Demo Upgrade Plan: Real Semantic Search with Transformers.js

Current State

20 synthetic docs about altor-vec itself, 64-dim term-frequency vectors
8.6 KB demo-index.bin in public/
5 pre-computed query vectors — users can only click chips or type text that keyword-matches to a pre-computed vector
No real semantic understanding — findClosestQuery() does keyword overlap to pick the closest pre-computed vector

Target State

10,000 real MS MARCO passages with 384-dim embeddings
Live query embedding via Transformers.js (Xenova/all-MiniLM-L6-v2) in a Web Worker
Users type ANY query and get relevant semantic search results in <1ms (search) + ~150ms (embedding)

Key Research Findings

1. GitHub Pages can serve the large files

GitHub Pages repo limit: 1GB, individual file soft limit: 100MB
Our files: index.bin (17MB) + metadata.json (3.5MB) = 20.5MB total → well within limits
GitHub Pages serves with proper Content-Type and supports gzip/brotli compression
The deploy workflow (actions/upload-pages-artifact + actions/deploy-pages) handles arbitrary files in dist/

2. Transformers.js approach: CDN dynamic import (recommended)
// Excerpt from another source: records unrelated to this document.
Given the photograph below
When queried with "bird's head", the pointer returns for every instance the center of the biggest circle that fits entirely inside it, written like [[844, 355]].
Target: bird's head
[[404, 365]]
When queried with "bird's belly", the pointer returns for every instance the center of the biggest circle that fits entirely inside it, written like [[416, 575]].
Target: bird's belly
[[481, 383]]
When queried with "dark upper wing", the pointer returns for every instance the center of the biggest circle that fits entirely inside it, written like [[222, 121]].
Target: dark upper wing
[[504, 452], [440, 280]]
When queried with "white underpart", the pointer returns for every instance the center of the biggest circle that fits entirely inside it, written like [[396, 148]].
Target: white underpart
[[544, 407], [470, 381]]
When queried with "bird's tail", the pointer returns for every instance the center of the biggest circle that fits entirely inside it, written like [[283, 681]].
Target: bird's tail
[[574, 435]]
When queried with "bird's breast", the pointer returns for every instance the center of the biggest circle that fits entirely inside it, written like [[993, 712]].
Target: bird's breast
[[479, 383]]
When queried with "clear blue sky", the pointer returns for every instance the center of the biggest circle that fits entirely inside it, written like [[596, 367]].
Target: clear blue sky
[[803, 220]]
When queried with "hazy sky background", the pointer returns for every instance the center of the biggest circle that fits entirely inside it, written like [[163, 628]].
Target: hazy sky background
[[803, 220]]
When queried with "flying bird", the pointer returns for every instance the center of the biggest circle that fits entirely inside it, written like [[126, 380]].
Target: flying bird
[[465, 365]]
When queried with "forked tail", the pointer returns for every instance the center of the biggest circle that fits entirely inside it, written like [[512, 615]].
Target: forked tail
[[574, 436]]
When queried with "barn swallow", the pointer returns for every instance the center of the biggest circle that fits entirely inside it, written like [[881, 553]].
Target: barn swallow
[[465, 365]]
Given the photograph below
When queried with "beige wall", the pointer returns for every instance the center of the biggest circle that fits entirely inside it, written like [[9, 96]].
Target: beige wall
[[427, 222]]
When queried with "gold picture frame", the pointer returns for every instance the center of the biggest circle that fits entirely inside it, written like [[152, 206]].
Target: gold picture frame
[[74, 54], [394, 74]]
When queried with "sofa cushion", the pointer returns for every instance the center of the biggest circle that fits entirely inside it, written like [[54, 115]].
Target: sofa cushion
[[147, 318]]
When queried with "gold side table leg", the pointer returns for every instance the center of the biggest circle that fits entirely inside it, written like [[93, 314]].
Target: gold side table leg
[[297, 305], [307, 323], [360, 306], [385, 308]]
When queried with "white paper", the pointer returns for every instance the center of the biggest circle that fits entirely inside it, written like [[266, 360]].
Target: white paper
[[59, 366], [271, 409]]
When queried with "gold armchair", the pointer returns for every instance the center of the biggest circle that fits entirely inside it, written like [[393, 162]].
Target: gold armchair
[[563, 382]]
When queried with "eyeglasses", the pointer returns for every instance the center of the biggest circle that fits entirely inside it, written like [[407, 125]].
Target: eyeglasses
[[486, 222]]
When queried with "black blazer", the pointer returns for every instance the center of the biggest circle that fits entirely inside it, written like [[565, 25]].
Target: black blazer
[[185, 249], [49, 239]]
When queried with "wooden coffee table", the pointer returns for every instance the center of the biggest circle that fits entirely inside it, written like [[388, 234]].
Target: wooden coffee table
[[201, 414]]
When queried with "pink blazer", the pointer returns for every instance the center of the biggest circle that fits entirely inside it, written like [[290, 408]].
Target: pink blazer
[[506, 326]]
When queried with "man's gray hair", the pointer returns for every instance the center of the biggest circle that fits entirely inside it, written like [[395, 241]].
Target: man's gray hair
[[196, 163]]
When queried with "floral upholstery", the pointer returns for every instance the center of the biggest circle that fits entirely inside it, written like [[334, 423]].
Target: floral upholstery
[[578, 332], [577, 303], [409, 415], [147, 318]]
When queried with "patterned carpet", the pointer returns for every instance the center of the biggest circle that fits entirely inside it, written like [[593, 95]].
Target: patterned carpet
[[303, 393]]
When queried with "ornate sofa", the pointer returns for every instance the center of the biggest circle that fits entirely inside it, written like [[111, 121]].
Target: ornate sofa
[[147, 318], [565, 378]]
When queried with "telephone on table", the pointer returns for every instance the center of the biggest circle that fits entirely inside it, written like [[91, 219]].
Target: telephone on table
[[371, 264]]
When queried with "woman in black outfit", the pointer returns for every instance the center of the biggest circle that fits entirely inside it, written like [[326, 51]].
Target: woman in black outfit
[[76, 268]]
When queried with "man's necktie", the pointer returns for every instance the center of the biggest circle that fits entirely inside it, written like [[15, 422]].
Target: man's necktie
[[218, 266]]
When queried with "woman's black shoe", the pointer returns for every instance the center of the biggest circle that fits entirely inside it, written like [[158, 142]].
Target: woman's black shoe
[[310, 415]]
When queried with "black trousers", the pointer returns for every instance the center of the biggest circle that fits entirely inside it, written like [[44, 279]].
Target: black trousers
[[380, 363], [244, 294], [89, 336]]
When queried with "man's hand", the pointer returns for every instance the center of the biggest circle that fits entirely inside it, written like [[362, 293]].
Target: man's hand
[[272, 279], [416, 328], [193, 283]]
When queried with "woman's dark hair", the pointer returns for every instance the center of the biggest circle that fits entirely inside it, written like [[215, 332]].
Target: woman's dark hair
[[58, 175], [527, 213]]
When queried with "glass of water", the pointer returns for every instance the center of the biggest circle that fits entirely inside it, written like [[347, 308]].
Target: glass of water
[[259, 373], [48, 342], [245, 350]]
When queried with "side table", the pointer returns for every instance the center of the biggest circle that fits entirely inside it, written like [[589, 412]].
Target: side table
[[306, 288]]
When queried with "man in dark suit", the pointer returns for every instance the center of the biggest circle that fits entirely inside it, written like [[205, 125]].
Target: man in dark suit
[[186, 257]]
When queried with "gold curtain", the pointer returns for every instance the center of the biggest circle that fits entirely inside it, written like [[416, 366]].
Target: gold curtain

Option A: npm install — adds ~5MB to node_modules, but the ONNX model (~23MB) still downloads at runtime from HuggingFace CDN. Increases bundle size slightly.

Option B: CDN dynamic import (recommended) — import { pipeline } from 'https://cdn.jsdelivr.net/npm/@huggingface/transformers'. Zero bundle impact. Model downloads from HuggingFace CDN on first use and is cached by the browser.

Decision: Use npm install (@huggingface/transformers) for TypeScript types and build-time safety, but the ONNX model still loads from HuggingFace CDN at runtime (~23MB model_quantized.onnx). This is how Transformers.js is designed to work.

3. ONNX model download UX

The quantized model (model_quantized.onnx) is 23MB. On first visit:

Fast connection (50 Mbps): ~4 seconds
Moderate (10 Mbps): ~18 seconds
Slow (2 Mbps): ~90 seconds

The model is cached by the browser after first download (HuggingFace sets proper cache headers). Subsequent visits: instant.

UX strategy:

Show a multi-phase progress indicator: "Loading WASM engine..." → "Downloading embedding model (23MB)..." → "Ready"
Keep the suggested query chips functional immediately (with pre-computed vectors) so users can try the demo while the model loads
Once model is ready, switch to live embedding for all queries
Show "Embedding your query..." briefly when user types custom query

4. Keep suggested query chips — YES

They provide instant gratification while the model downloads
They guide users who don't know what to search for
With real MS MARCO data, we need good example queries. Suggested chips:
1. "what is a bank transit number" (finance)
2. "how does photosynthesis work" (science)
3. "what causes earthquakes" (geology)
4. "define machine learning" (tech)
5. "who invented the telephone" (history)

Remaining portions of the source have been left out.